~ awake in this moment, at home in the world ~

Roar Like a Lion

August 24, 2011
For most of my yoga life I've shied away from lion pose, or simhasana. Perhaps it has seemed a tad embarrassing, a little lost-in-the-seventies when adults were counseled to channel anger by punching and screaming at pillows. Or maybe the photos of those slightly frightening, scantily clad yogis practicing with their eyes wide open and their jaws ajar seemed too close to every skeptic's fear of what yoga might be like after all.
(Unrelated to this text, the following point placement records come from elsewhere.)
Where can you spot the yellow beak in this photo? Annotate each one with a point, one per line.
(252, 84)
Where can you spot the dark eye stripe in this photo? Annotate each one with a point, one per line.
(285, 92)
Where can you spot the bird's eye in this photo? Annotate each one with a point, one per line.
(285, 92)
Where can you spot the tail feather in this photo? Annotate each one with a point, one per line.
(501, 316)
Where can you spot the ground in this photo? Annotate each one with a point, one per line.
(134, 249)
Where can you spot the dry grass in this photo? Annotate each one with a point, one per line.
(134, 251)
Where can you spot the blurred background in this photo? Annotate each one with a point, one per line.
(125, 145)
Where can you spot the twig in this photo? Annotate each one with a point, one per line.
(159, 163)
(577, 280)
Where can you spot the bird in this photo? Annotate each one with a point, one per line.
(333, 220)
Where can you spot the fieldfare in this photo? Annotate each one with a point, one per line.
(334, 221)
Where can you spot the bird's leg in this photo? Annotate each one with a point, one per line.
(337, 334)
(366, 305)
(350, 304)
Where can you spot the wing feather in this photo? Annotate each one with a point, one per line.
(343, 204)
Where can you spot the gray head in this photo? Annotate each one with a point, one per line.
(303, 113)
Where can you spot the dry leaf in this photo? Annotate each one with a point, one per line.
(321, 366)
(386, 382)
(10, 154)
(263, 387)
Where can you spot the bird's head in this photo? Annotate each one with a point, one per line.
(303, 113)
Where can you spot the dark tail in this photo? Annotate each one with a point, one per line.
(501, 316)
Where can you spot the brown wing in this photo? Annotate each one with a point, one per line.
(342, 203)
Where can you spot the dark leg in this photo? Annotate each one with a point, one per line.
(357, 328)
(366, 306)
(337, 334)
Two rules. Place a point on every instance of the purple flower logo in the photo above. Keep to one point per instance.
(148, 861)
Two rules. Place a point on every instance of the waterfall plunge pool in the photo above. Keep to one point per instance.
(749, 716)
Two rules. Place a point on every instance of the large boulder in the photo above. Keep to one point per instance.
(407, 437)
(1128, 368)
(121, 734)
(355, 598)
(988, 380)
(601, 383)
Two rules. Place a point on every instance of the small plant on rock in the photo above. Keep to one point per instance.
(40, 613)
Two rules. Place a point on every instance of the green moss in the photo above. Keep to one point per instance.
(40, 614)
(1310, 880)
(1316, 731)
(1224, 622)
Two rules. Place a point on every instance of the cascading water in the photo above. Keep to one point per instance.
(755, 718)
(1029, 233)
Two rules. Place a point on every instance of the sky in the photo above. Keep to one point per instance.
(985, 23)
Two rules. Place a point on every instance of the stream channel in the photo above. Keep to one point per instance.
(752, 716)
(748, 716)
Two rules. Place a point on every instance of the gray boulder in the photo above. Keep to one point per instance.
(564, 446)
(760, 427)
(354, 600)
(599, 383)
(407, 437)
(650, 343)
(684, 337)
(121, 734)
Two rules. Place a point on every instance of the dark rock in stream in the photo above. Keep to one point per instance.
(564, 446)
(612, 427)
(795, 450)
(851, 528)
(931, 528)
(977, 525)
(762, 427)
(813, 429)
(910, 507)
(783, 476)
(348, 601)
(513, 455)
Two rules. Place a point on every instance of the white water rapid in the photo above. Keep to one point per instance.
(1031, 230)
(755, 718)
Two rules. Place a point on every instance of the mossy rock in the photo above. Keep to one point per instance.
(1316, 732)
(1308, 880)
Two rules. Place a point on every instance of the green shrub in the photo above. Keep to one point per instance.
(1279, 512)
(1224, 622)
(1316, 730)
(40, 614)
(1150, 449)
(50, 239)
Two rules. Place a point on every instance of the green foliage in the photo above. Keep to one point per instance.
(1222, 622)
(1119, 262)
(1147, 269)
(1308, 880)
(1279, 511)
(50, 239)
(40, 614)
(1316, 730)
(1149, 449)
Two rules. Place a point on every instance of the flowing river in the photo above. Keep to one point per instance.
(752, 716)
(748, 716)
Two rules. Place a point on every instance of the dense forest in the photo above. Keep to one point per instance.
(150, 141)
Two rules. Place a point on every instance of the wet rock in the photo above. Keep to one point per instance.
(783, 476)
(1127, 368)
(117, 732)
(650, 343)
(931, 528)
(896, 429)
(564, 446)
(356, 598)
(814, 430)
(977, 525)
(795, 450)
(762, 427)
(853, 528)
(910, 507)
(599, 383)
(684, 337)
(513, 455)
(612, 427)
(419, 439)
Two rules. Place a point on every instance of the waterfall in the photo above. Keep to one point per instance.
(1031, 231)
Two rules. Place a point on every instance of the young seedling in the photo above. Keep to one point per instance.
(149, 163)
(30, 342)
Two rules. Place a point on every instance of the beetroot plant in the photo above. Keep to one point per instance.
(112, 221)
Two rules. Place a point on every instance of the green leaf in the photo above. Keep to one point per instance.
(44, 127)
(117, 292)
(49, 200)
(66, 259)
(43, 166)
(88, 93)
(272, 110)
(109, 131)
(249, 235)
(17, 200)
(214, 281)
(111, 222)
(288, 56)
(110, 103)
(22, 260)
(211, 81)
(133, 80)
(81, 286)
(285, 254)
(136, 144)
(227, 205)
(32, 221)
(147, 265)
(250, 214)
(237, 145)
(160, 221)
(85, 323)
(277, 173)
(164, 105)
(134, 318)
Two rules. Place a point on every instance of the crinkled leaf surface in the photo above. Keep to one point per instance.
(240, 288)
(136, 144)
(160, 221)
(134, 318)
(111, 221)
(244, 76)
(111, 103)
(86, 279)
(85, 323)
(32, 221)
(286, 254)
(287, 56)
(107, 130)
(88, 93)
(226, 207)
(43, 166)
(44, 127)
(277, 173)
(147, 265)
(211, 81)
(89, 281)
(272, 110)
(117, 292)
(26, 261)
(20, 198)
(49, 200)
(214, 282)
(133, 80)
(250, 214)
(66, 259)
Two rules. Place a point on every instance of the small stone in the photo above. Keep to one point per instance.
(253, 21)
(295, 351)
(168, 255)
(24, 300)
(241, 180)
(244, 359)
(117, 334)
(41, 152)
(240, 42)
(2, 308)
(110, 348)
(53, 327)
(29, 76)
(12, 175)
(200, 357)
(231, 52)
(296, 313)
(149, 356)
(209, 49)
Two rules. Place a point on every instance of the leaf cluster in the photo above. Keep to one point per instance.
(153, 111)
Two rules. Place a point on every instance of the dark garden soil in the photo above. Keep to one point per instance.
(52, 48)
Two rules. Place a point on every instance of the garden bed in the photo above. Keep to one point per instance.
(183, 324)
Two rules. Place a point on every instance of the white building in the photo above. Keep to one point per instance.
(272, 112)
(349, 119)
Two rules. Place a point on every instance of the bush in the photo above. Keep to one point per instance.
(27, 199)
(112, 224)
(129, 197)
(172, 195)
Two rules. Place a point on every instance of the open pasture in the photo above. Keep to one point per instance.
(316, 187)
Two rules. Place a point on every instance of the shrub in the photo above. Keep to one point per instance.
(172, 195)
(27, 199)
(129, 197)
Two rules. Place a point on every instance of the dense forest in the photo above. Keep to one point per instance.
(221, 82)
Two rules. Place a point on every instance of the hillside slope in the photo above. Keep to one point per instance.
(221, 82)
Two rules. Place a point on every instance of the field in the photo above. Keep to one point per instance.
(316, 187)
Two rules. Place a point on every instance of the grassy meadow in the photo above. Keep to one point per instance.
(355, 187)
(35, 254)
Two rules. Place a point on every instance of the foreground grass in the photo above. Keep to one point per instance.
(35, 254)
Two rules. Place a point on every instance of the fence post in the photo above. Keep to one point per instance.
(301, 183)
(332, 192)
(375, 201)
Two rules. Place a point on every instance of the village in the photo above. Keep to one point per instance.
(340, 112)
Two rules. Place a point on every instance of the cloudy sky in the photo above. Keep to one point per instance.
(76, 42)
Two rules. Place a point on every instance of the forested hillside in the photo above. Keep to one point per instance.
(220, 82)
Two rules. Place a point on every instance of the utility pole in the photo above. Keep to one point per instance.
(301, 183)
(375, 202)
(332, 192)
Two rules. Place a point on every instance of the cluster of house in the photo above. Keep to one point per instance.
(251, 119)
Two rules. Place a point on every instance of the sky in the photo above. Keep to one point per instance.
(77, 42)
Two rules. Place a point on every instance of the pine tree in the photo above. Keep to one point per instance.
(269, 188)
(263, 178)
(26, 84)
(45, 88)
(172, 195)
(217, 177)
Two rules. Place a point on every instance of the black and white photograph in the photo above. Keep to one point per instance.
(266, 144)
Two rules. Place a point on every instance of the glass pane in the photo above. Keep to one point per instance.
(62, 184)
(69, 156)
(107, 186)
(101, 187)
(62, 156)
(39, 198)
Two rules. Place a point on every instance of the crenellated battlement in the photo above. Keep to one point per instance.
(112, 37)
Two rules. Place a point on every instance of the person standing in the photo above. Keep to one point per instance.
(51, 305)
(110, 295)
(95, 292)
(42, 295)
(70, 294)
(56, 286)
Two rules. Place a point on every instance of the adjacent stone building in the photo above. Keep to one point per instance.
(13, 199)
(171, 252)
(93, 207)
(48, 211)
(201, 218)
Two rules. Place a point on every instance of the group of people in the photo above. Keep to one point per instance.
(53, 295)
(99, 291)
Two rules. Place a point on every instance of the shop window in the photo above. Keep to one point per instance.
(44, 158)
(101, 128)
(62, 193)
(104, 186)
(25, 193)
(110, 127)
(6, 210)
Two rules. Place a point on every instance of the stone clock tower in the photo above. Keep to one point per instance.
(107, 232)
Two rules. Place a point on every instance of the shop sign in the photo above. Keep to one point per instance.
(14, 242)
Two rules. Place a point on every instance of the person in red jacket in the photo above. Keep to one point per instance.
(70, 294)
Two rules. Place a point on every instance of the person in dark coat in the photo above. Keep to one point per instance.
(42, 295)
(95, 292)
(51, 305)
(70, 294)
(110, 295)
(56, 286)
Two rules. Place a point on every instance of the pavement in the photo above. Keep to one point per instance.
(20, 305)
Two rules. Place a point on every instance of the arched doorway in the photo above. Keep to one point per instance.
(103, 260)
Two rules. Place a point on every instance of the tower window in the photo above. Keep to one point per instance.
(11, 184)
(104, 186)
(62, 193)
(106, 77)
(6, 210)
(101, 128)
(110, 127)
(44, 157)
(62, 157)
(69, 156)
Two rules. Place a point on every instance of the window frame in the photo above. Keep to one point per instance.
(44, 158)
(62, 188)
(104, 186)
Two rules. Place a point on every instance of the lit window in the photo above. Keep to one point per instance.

Simhasana is a simple pose in which you sit quietly on the floor, drop your jaw, thrust out your tongue, peel open your eyes as if in the throes of delirium, and then let loose with a sound that ranges from a sigh of deep exasperation to a floor-rattling roar. Yoga masters tell us that this pose releases tension in the mouth and throat, gives voice to withheld emotions, and leaves the eyes and the heart shiny and bright.

Kids, of course, love lion pose, since it is loud, ferocious and impressively expressive. They enjoy the opportunity to alternate between the quiet prelude of stalking and the shocking surprise of the roar. Through it they learn to channel their unstoppable energy in safe, albeit noisy, forms. And they are invited to practice managing and regulating their emotions constructively, rather than being ruled by them.

So perhaps I can thank my two young boys for helping me befriend my inner lioness. Like every child I've ever known, they never turn down an opportunity to practice simhasana, and will happily turn the pose into an afternoon's adventure of hunting and prowling across the African savannah.

My kids have also given me plenty of strong emotions to practice channeling through simhasana. Any mother of young children surely has a few stifled screams stuck inside somewhere, and these strong emotions do no good when left in hiding until a vulnerable moment sets them free. Sometimes it just feels good to let loose with a howl or a sigh that releases pent up energy without necessarily pinning it upon a specific person or circumstance.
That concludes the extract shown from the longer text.